If you've ever looked through the subtitle options on a DVD or Blu-ray disc, you've likely noticed that there's often a set of subtitles for deaf and hard-of-hearing users. Much of the sound in videos we watch isn't pure human language, and those subtitles account for that, offering text descriptions of significant audio cues. Youtube has offered automatically-generated speech captioning for years. Now, Google is turning its machine-learning powers toward sound effects to bring audio-effect subtitling to its streaming video service.

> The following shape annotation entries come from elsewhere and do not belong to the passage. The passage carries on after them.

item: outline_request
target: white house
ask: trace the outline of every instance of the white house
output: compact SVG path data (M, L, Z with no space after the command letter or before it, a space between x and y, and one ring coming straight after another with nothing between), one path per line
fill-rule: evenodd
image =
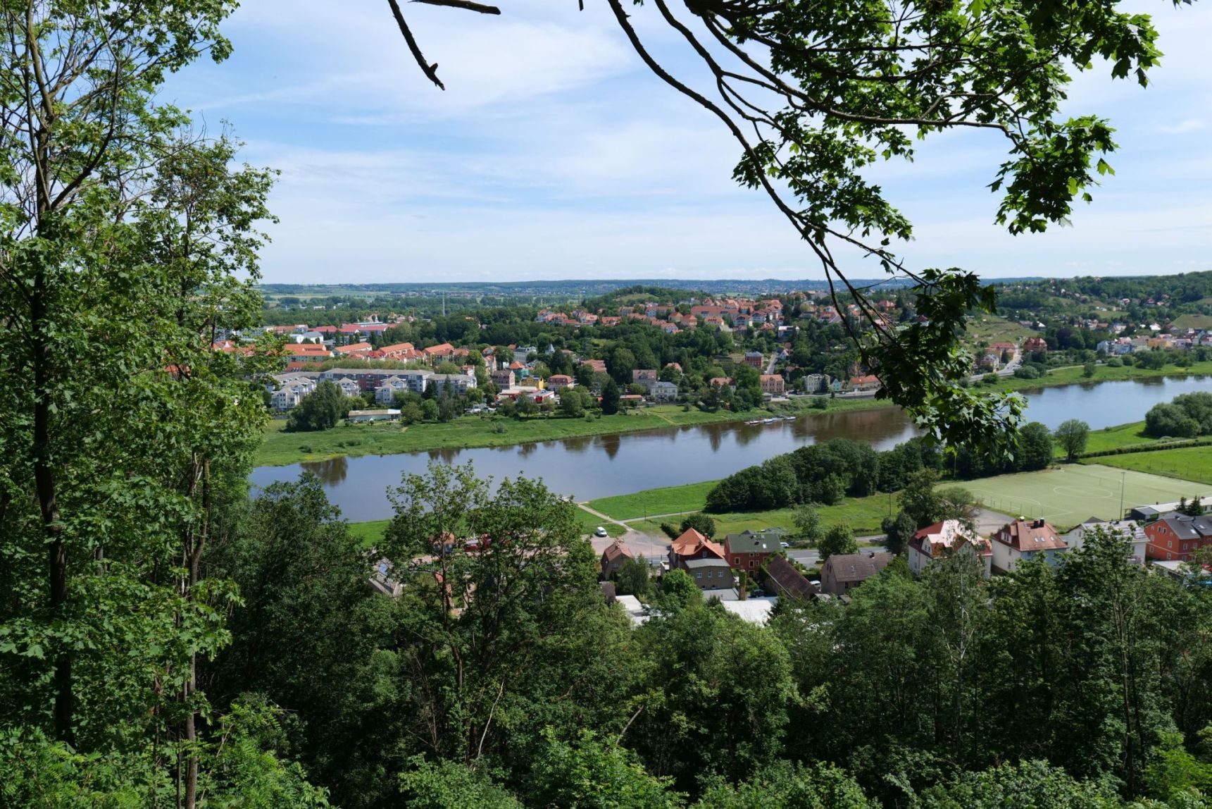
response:
M993 570L1011 572L1019 562L1039 558L1054 568L1068 549L1056 528L1042 519L1016 519L993 535Z
M993 569L993 543L970 531L957 519L945 519L919 530L909 540L909 570L921 574L934 559L948 553L973 554L988 577Z
M387 410L350 410L347 418L351 423L361 423L367 421L395 421L400 417L399 410L387 409Z
M1108 534L1119 534L1130 541L1132 543L1131 560L1138 565L1144 564L1145 546L1149 543L1149 537L1145 535L1144 528L1136 520L1131 519L1121 519L1115 523L1108 523L1107 520L1098 519L1097 517L1091 517L1085 523L1064 535L1065 545L1068 545L1070 549L1080 548L1086 540L1086 532L1096 529L1102 529Z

Like it happened with automatic speech captioning, sound effect subtitling is starting out pretty basic, with [LAUGHTER], [APPLAUSE], and [MUSIC] denominators. Google explains in the blog post that while there are many more types of sound its machine-learning network is capable of recognizing, those sounds require the least contextual information. For contrast, Google engineer Sourish Chaudhuri explained that [RING] could be the ring of a bell, alarm, or phone.
One of the main challenges that the researchers encountered was having the system make an educated guess when it came across two sound effects simultaneously. In order to work around that problem, the team added a duration rule—if a sound effect isn't being detected for at least a certain period of time, then it doesn't get mentioned in the subtitles.
Google's blog post goes pretty deep into the weeds on the topic. If you're interested in the applications of deep learning, it's worth a look.